— Верно! Хорошо мунгаловец советует, — поддержали Картина зажиточные орловцы. — Всем миром станицу оборонять выйдем. Нам с большевиками не жить. Посылай нарочных по всем поселкам.
Толпа двинулась к станичному арсеналу, где хранилось четыреста трехлинейных винтовок и сорок тысяч патронов к ним. Не дожидаясь, пока принесут ключи, урядник Филипп Масюков и Каргин сорвали с дверей печати, сбили замки. Каждый хотел обзавестись на всякий случай винтовкой, но ставшие в дверях горластые старики приказали Шароглазову выдавать их строго по выбору. Всем, кого подозревали в сочувствии красным, винтовок не дали.
Получив винтовку и сотню патронов к ней, Каргин сказал Шароглазову:
— В Мунгаловский нарочного не посылай. Я сейчас выпрягу коня и поскачу домой. Оттуда сразу же пошлем к вам подводы за винтовками. Полсотни штук ты для нас оставь.
— Ладно, оставлю. Только давай скачи скорее. Как сколотишь отряд, присылай к нам связных. Мы, если не удержимся в станице, отступим к вам.
Каргин выпряг коня в ограде правления, заседлал его взятым из станичного цейхгауза седлом и в намет поскакал домой. «Не помиримся. Были казаки и помрем казаками», — думал он, поторапливая коня.
Поселкового атамана Прокопа Носкова застал он в бане. Распахнув банную дверь, откуда обдало его горячим паром, зычно крикнул:
— Хватит размываться, давай одевайся! Большевики идут.
Прокоп скатился с полка, где нахлестывал себя распаренным веником, и голышом выскочил в предбанник. Пока Каргин рассказывал, в чем дело, он напялил на себя белье, в спешке надев рубаху на левую сторону.
— Беги сейчас и бей в набат. Дружину создавать надо. В станице для нас пятьдесят винтовок оставлено. За ними людей посылать будем.
— А что говорить народу? — спросил Прокоп.
— С народом я говорить буду. Заверну домой, расседлаю коня и живо прибегу на площадь. Так что развертывайся.
Сев на коня, Каргин поскакал домой, а Прокоп, забежав на минуту к себе в избу, сломя голову понесся бить в набат. Скоро звуки набата разорвали сумеречную тишину над поселком, покатились к заречным сопкам. Из всех улиц пошли и побежали к церкви казаки.

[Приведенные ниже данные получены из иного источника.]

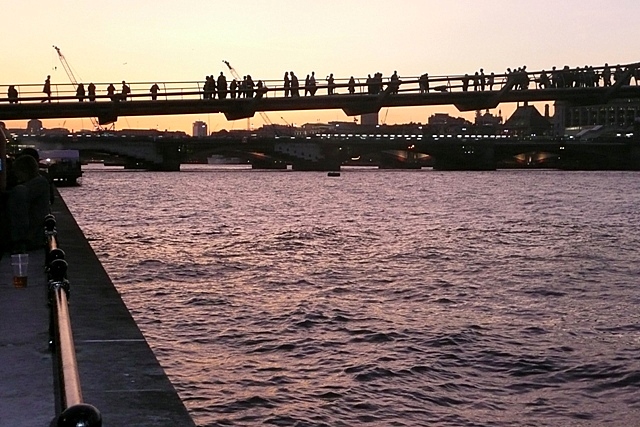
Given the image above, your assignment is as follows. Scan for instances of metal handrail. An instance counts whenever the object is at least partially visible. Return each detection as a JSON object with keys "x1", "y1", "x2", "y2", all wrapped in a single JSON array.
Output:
[
  {"x1": 0, "y1": 63, "x2": 640, "y2": 103},
  {"x1": 45, "y1": 215, "x2": 102, "y2": 427}
]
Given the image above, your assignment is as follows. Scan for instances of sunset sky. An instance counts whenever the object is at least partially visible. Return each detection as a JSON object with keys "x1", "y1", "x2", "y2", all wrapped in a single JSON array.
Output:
[{"x1": 0, "y1": 0, "x2": 640, "y2": 133}]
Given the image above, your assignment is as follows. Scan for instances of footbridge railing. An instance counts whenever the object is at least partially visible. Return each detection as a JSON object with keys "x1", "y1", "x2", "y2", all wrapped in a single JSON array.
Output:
[
  {"x1": 0, "y1": 63, "x2": 640, "y2": 104},
  {"x1": 45, "y1": 215, "x2": 102, "y2": 427}
]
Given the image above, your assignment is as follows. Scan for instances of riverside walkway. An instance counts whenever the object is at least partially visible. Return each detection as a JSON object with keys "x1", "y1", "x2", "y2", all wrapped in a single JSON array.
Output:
[
  {"x1": 0, "y1": 63, "x2": 640, "y2": 125},
  {"x1": 0, "y1": 196, "x2": 195, "y2": 427}
]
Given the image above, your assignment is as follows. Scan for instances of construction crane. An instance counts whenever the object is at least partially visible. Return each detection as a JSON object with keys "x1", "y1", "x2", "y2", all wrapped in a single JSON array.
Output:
[
  {"x1": 53, "y1": 45, "x2": 103, "y2": 130},
  {"x1": 222, "y1": 59, "x2": 273, "y2": 130}
]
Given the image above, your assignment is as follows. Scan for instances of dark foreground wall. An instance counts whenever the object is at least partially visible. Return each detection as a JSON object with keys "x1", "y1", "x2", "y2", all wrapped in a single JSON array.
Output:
[
  {"x1": 54, "y1": 192, "x2": 195, "y2": 427},
  {"x1": 0, "y1": 192, "x2": 195, "y2": 427}
]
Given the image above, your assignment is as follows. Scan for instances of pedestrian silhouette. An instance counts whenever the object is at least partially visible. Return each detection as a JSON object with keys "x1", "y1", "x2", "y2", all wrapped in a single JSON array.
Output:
[
  {"x1": 229, "y1": 79, "x2": 238, "y2": 99},
  {"x1": 149, "y1": 83, "x2": 160, "y2": 101},
  {"x1": 87, "y1": 83, "x2": 96, "y2": 102},
  {"x1": 107, "y1": 83, "x2": 118, "y2": 101},
  {"x1": 120, "y1": 80, "x2": 131, "y2": 101},
  {"x1": 76, "y1": 83, "x2": 84, "y2": 102},
  {"x1": 349, "y1": 76, "x2": 356, "y2": 95},
  {"x1": 289, "y1": 71, "x2": 300, "y2": 98},
  {"x1": 218, "y1": 71, "x2": 227, "y2": 99},
  {"x1": 309, "y1": 71, "x2": 318, "y2": 96},
  {"x1": 42, "y1": 76, "x2": 51, "y2": 102},
  {"x1": 388, "y1": 71, "x2": 400, "y2": 94},
  {"x1": 7, "y1": 85, "x2": 18, "y2": 104},
  {"x1": 462, "y1": 74, "x2": 469, "y2": 92},
  {"x1": 284, "y1": 71, "x2": 291, "y2": 98},
  {"x1": 327, "y1": 73, "x2": 336, "y2": 95}
]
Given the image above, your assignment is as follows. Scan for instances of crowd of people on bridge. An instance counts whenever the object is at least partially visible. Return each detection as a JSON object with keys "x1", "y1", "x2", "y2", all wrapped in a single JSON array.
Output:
[{"x1": 6, "y1": 64, "x2": 640, "y2": 104}]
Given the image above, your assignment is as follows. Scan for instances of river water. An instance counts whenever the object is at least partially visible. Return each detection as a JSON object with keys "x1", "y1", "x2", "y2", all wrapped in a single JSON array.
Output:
[{"x1": 61, "y1": 165, "x2": 640, "y2": 426}]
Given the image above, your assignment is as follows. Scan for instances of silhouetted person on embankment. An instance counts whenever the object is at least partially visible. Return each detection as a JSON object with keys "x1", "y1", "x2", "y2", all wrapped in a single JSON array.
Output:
[{"x1": 7, "y1": 155, "x2": 50, "y2": 253}]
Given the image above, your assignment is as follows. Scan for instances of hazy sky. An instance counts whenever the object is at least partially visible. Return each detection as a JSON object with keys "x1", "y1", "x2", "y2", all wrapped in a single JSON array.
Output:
[{"x1": 0, "y1": 0, "x2": 640, "y2": 133}]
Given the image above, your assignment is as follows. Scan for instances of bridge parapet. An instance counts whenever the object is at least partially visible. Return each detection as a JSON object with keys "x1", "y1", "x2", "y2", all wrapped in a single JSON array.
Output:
[{"x1": 0, "y1": 63, "x2": 640, "y2": 125}]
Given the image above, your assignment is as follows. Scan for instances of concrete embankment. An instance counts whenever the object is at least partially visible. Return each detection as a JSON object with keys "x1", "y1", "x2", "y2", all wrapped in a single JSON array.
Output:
[{"x1": 0, "y1": 192, "x2": 195, "y2": 427}]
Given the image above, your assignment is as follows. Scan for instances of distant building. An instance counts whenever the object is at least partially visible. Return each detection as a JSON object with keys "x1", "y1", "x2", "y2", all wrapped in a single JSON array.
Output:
[
  {"x1": 360, "y1": 113, "x2": 378, "y2": 126},
  {"x1": 504, "y1": 104, "x2": 553, "y2": 137},
  {"x1": 192, "y1": 120, "x2": 209, "y2": 138},
  {"x1": 427, "y1": 113, "x2": 473, "y2": 134},
  {"x1": 555, "y1": 99, "x2": 640, "y2": 134},
  {"x1": 27, "y1": 119, "x2": 44, "y2": 134}
]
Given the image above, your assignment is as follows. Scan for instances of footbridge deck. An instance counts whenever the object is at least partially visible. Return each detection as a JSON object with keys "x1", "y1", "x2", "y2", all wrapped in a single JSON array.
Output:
[{"x1": 0, "y1": 63, "x2": 640, "y2": 125}]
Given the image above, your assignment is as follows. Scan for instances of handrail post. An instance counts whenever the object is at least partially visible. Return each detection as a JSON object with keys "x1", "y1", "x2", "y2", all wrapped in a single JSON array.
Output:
[{"x1": 45, "y1": 215, "x2": 102, "y2": 427}]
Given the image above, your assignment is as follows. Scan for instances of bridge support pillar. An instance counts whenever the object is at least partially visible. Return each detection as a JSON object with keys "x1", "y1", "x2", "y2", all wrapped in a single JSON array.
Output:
[
  {"x1": 148, "y1": 159, "x2": 180, "y2": 172},
  {"x1": 433, "y1": 143, "x2": 496, "y2": 171},
  {"x1": 378, "y1": 150, "x2": 423, "y2": 169},
  {"x1": 293, "y1": 159, "x2": 341, "y2": 172},
  {"x1": 251, "y1": 159, "x2": 287, "y2": 169}
]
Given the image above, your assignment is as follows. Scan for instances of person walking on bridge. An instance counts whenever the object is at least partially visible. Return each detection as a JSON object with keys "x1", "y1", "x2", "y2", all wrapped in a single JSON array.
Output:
[
  {"x1": 289, "y1": 71, "x2": 300, "y2": 98},
  {"x1": 327, "y1": 73, "x2": 336, "y2": 95},
  {"x1": 107, "y1": 83, "x2": 117, "y2": 101},
  {"x1": 218, "y1": 71, "x2": 227, "y2": 99},
  {"x1": 284, "y1": 71, "x2": 291, "y2": 98},
  {"x1": 76, "y1": 83, "x2": 84, "y2": 102},
  {"x1": 7, "y1": 85, "x2": 18, "y2": 104},
  {"x1": 309, "y1": 71, "x2": 318, "y2": 96},
  {"x1": 87, "y1": 82, "x2": 96, "y2": 102},
  {"x1": 42, "y1": 76, "x2": 51, "y2": 102},
  {"x1": 149, "y1": 83, "x2": 160, "y2": 101},
  {"x1": 120, "y1": 80, "x2": 131, "y2": 101}
]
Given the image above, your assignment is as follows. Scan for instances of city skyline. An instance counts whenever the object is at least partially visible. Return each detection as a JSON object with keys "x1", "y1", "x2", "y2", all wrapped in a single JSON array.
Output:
[{"x1": 0, "y1": 0, "x2": 640, "y2": 132}]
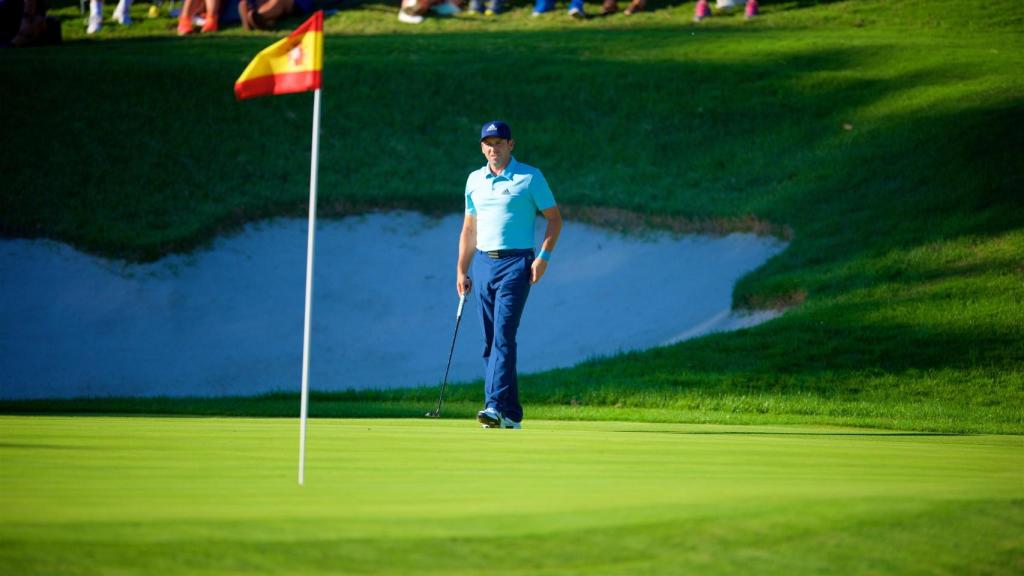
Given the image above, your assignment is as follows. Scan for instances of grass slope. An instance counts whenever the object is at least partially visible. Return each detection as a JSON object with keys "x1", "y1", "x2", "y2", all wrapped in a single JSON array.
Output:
[
  {"x1": 0, "y1": 0, "x2": 1024, "y2": 433},
  {"x1": 0, "y1": 417, "x2": 1024, "y2": 575}
]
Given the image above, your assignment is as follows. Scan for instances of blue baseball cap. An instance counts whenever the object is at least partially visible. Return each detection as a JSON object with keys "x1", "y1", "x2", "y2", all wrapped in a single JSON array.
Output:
[{"x1": 480, "y1": 120, "x2": 512, "y2": 141}]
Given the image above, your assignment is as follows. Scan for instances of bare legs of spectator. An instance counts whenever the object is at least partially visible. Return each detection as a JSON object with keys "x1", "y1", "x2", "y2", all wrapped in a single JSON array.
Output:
[
  {"x1": 85, "y1": 0, "x2": 131, "y2": 34},
  {"x1": 178, "y1": 0, "x2": 220, "y2": 36},
  {"x1": 601, "y1": 0, "x2": 647, "y2": 16},
  {"x1": 239, "y1": 0, "x2": 295, "y2": 30}
]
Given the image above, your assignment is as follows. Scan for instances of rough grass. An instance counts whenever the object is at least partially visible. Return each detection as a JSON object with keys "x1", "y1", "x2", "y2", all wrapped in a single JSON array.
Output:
[{"x1": 0, "y1": 0, "x2": 1024, "y2": 433}]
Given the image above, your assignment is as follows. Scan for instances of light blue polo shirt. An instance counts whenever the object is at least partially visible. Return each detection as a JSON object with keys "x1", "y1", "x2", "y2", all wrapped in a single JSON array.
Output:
[{"x1": 466, "y1": 156, "x2": 555, "y2": 252}]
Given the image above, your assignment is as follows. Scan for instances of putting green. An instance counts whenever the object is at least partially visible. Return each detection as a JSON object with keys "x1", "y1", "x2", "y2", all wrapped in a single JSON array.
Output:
[{"x1": 0, "y1": 417, "x2": 1024, "y2": 575}]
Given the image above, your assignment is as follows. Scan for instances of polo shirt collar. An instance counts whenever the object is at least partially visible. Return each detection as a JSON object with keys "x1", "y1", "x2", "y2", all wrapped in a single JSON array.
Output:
[{"x1": 483, "y1": 156, "x2": 519, "y2": 180}]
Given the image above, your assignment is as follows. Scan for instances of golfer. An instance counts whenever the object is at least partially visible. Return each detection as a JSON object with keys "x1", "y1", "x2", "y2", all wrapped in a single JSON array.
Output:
[{"x1": 456, "y1": 121, "x2": 562, "y2": 428}]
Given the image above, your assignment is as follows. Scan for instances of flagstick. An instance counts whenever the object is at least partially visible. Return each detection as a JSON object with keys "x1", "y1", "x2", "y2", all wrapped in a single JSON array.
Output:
[{"x1": 299, "y1": 88, "x2": 319, "y2": 486}]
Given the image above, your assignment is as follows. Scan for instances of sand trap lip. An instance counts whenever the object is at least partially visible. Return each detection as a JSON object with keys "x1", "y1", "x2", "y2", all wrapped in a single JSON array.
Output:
[{"x1": 0, "y1": 212, "x2": 785, "y2": 399}]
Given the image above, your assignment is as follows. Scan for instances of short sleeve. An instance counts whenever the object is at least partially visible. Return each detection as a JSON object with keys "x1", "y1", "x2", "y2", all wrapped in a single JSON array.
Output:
[
  {"x1": 466, "y1": 174, "x2": 476, "y2": 216},
  {"x1": 529, "y1": 170, "x2": 556, "y2": 212}
]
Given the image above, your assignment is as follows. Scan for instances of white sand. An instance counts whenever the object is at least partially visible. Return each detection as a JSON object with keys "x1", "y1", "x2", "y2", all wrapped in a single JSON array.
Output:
[{"x1": 0, "y1": 212, "x2": 785, "y2": 399}]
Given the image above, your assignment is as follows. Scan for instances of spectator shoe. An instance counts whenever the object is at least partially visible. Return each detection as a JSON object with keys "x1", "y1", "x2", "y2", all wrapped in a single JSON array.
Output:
[{"x1": 623, "y1": 0, "x2": 647, "y2": 16}]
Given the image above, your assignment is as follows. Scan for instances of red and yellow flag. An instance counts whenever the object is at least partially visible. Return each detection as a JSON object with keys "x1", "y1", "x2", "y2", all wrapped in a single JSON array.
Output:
[{"x1": 234, "y1": 10, "x2": 324, "y2": 100}]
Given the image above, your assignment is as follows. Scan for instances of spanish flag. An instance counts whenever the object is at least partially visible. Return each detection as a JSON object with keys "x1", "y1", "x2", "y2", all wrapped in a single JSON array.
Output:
[{"x1": 234, "y1": 10, "x2": 324, "y2": 100}]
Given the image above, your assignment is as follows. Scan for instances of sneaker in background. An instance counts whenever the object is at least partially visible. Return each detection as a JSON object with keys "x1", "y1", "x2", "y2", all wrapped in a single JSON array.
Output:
[
  {"x1": 476, "y1": 407, "x2": 502, "y2": 428},
  {"x1": 85, "y1": 14, "x2": 103, "y2": 34},
  {"x1": 112, "y1": 0, "x2": 131, "y2": 26}
]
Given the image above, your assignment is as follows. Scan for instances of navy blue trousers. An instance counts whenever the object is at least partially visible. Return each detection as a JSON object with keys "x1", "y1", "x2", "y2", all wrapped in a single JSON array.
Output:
[{"x1": 473, "y1": 249, "x2": 534, "y2": 422}]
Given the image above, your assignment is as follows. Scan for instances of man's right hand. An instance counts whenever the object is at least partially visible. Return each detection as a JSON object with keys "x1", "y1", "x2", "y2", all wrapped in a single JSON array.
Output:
[{"x1": 455, "y1": 273, "x2": 473, "y2": 296}]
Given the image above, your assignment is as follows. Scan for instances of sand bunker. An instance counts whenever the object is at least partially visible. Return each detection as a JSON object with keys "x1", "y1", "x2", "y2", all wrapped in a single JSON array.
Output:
[{"x1": 0, "y1": 212, "x2": 785, "y2": 399}]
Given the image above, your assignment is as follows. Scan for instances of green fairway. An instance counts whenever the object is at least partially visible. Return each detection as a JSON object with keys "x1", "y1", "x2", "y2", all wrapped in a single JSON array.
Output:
[
  {"x1": 0, "y1": 417, "x2": 1024, "y2": 575},
  {"x1": 0, "y1": 0, "x2": 1024, "y2": 434}
]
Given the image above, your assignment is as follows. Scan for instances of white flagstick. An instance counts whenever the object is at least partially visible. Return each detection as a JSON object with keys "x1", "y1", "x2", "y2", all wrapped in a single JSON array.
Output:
[{"x1": 299, "y1": 88, "x2": 319, "y2": 486}]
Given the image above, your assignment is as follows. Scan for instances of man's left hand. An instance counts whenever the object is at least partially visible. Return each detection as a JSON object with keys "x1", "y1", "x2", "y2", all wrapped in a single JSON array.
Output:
[{"x1": 529, "y1": 258, "x2": 548, "y2": 284}]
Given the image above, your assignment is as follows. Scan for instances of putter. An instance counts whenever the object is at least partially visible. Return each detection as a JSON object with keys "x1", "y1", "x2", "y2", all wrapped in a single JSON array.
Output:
[{"x1": 425, "y1": 294, "x2": 466, "y2": 418}]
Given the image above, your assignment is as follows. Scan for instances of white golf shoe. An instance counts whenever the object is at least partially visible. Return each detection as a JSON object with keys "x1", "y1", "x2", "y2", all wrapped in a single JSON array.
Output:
[
  {"x1": 476, "y1": 408, "x2": 522, "y2": 429},
  {"x1": 113, "y1": 0, "x2": 131, "y2": 26}
]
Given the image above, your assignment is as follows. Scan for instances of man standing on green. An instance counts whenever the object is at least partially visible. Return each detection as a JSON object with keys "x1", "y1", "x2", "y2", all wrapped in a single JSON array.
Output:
[{"x1": 456, "y1": 120, "x2": 562, "y2": 428}]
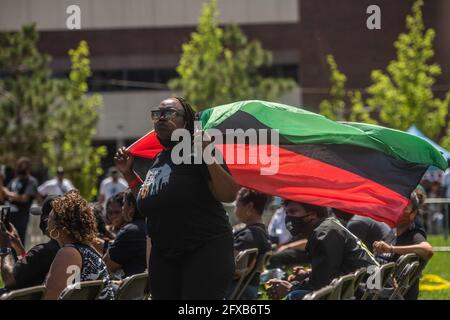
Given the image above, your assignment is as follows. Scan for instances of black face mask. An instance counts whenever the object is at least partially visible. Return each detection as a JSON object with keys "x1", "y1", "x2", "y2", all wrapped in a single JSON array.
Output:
[
  {"x1": 156, "y1": 135, "x2": 178, "y2": 149},
  {"x1": 284, "y1": 215, "x2": 309, "y2": 237}
]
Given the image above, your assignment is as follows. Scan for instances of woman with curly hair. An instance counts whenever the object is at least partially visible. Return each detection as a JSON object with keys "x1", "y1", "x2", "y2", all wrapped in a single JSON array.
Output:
[{"x1": 45, "y1": 190, "x2": 114, "y2": 300}]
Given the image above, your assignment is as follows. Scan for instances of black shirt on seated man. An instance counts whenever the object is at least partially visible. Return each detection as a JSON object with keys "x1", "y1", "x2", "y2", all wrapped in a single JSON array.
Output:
[
  {"x1": 333, "y1": 209, "x2": 395, "y2": 260},
  {"x1": 232, "y1": 188, "x2": 272, "y2": 300},
  {"x1": 104, "y1": 190, "x2": 147, "y2": 278},
  {"x1": 373, "y1": 192, "x2": 433, "y2": 300},
  {"x1": 267, "y1": 201, "x2": 378, "y2": 300},
  {"x1": 0, "y1": 196, "x2": 59, "y2": 292}
]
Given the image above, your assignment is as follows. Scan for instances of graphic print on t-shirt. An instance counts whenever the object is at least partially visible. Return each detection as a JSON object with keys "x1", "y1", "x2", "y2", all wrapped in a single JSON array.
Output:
[{"x1": 140, "y1": 164, "x2": 172, "y2": 198}]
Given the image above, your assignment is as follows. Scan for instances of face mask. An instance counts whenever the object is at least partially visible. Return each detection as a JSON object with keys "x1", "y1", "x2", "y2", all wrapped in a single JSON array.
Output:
[
  {"x1": 156, "y1": 135, "x2": 178, "y2": 149},
  {"x1": 284, "y1": 215, "x2": 309, "y2": 237}
]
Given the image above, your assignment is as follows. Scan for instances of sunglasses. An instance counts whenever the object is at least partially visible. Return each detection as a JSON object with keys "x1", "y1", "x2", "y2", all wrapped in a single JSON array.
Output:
[{"x1": 151, "y1": 109, "x2": 184, "y2": 121}]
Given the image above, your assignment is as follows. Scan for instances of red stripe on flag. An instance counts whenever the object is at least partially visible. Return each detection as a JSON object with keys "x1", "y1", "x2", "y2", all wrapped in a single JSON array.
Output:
[
  {"x1": 217, "y1": 145, "x2": 409, "y2": 227},
  {"x1": 127, "y1": 130, "x2": 163, "y2": 159}
]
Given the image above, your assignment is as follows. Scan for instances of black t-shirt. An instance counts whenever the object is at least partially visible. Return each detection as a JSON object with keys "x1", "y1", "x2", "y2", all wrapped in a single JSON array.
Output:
[
  {"x1": 8, "y1": 176, "x2": 38, "y2": 215},
  {"x1": 137, "y1": 150, "x2": 232, "y2": 258},
  {"x1": 300, "y1": 218, "x2": 378, "y2": 290},
  {"x1": 234, "y1": 223, "x2": 272, "y2": 287},
  {"x1": 347, "y1": 215, "x2": 395, "y2": 251},
  {"x1": 11, "y1": 239, "x2": 59, "y2": 289},
  {"x1": 108, "y1": 219, "x2": 147, "y2": 277}
]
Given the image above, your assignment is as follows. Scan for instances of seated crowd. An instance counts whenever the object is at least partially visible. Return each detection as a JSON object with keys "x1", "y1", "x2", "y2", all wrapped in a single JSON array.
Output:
[{"x1": 0, "y1": 182, "x2": 433, "y2": 300}]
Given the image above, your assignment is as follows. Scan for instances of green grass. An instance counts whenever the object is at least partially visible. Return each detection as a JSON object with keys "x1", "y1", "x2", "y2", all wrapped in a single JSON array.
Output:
[{"x1": 419, "y1": 236, "x2": 450, "y2": 300}]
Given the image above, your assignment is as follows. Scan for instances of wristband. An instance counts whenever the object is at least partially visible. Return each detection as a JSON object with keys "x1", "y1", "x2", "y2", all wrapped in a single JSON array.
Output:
[{"x1": 128, "y1": 176, "x2": 142, "y2": 189}]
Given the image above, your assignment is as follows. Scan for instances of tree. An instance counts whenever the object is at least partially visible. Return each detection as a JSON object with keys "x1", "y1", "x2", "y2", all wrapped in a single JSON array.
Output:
[
  {"x1": 0, "y1": 26, "x2": 58, "y2": 166},
  {"x1": 0, "y1": 25, "x2": 106, "y2": 199},
  {"x1": 319, "y1": 55, "x2": 377, "y2": 124},
  {"x1": 43, "y1": 41, "x2": 107, "y2": 199},
  {"x1": 367, "y1": 0, "x2": 450, "y2": 141},
  {"x1": 321, "y1": 0, "x2": 450, "y2": 148},
  {"x1": 169, "y1": 0, "x2": 296, "y2": 111}
]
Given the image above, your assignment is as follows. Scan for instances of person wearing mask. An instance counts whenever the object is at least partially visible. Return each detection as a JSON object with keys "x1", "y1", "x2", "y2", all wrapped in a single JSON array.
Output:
[
  {"x1": 333, "y1": 209, "x2": 395, "y2": 252},
  {"x1": 0, "y1": 196, "x2": 59, "y2": 291},
  {"x1": 98, "y1": 167, "x2": 128, "y2": 207},
  {"x1": 267, "y1": 200, "x2": 379, "y2": 300},
  {"x1": 115, "y1": 98, "x2": 238, "y2": 300},
  {"x1": 105, "y1": 192, "x2": 123, "y2": 237},
  {"x1": 103, "y1": 190, "x2": 147, "y2": 279},
  {"x1": 373, "y1": 192, "x2": 433, "y2": 300},
  {"x1": 3, "y1": 157, "x2": 38, "y2": 243},
  {"x1": 230, "y1": 188, "x2": 272, "y2": 300},
  {"x1": 44, "y1": 189, "x2": 114, "y2": 300}
]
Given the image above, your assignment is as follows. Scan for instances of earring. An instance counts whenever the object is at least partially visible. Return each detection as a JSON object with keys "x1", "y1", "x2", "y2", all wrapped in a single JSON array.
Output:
[{"x1": 49, "y1": 229, "x2": 59, "y2": 240}]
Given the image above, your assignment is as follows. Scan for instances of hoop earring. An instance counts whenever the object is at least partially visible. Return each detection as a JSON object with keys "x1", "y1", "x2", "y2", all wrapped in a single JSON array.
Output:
[{"x1": 49, "y1": 229, "x2": 59, "y2": 240}]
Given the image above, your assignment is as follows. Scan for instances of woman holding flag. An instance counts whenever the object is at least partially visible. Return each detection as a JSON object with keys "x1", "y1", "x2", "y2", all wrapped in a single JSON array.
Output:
[{"x1": 115, "y1": 98, "x2": 238, "y2": 299}]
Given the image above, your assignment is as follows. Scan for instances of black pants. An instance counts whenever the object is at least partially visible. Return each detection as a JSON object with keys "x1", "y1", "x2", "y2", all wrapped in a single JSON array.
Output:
[
  {"x1": 149, "y1": 234, "x2": 235, "y2": 300},
  {"x1": 267, "y1": 249, "x2": 311, "y2": 269},
  {"x1": 10, "y1": 211, "x2": 30, "y2": 246}
]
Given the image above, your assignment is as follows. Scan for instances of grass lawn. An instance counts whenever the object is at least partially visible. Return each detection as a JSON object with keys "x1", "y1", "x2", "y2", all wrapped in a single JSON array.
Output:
[
  {"x1": 0, "y1": 236, "x2": 450, "y2": 300},
  {"x1": 419, "y1": 236, "x2": 450, "y2": 300}
]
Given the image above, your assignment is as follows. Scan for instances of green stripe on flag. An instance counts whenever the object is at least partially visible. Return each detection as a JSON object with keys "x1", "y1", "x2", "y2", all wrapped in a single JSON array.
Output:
[{"x1": 201, "y1": 100, "x2": 447, "y2": 170}]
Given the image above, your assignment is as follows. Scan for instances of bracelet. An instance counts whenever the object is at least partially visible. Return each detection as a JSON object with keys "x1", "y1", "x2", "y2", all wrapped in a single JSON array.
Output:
[{"x1": 128, "y1": 176, "x2": 142, "y2": 189}]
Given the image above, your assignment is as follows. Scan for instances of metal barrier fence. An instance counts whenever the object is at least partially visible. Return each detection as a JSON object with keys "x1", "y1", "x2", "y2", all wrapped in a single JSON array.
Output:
[{"x1": 425, "y1": 198, "x2": 450, "y2": 240}]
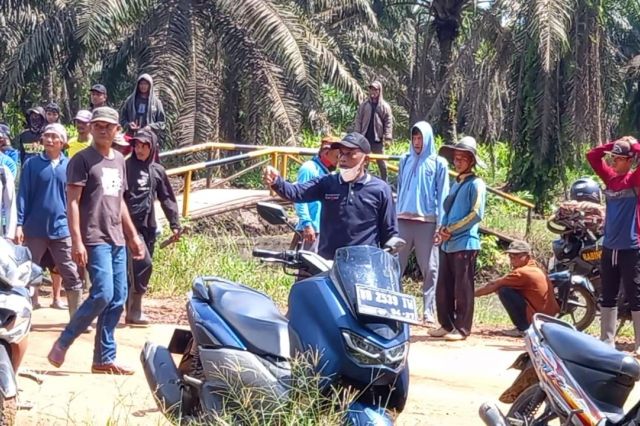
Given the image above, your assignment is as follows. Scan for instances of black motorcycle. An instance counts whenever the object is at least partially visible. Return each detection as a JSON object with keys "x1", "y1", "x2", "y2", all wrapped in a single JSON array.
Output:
[
  {"x1": 549, "y1": 224, "x2": 604, "y2": 331},
  {"x1": 549, "y1": 223, "x2": 631, "y2": 331}
]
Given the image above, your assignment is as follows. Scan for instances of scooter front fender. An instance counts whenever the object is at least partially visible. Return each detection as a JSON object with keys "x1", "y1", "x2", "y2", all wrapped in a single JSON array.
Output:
[
  {"x1": 0, "y1": 345, "x2": 18, "y2": 398},
  {"x1": 344, "y1": 402, "x2": 393, "y2": 426},
  {"x1": 140, "y1": 342, "x2": 183, "y2": 416}
]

Когда собралось человек двести, Прокоп забрался на сваленные у церковной ограды бревна, вытер ладонью потное взволнованное лицо:
— Сейчас, господа посёльщики, Елисей Петрович обскажет вам, для чего в набат били.
Каргин встал рядом с Прокопом, поклонился казакам:
— Беда, казаки, к нам подходит. С Газимура идут на Нерчинский Завод красные бандиты. Сегодня ночью они должны нагрянуть к нам. А раз заявятся, то многим из нас несдобровать, а разграбить они всех разграбят. Им нужны кони, седла, одежда, стесняться они не станут. Под метелку мести будут. А потом, если они вернут свою власть, в казаках мы ходить не будем и землю нашу заставят снова с мужиками разделить. Обороняться надо, если казацкого звания и добра своего не хотим лишиться. Решайте, как поступить.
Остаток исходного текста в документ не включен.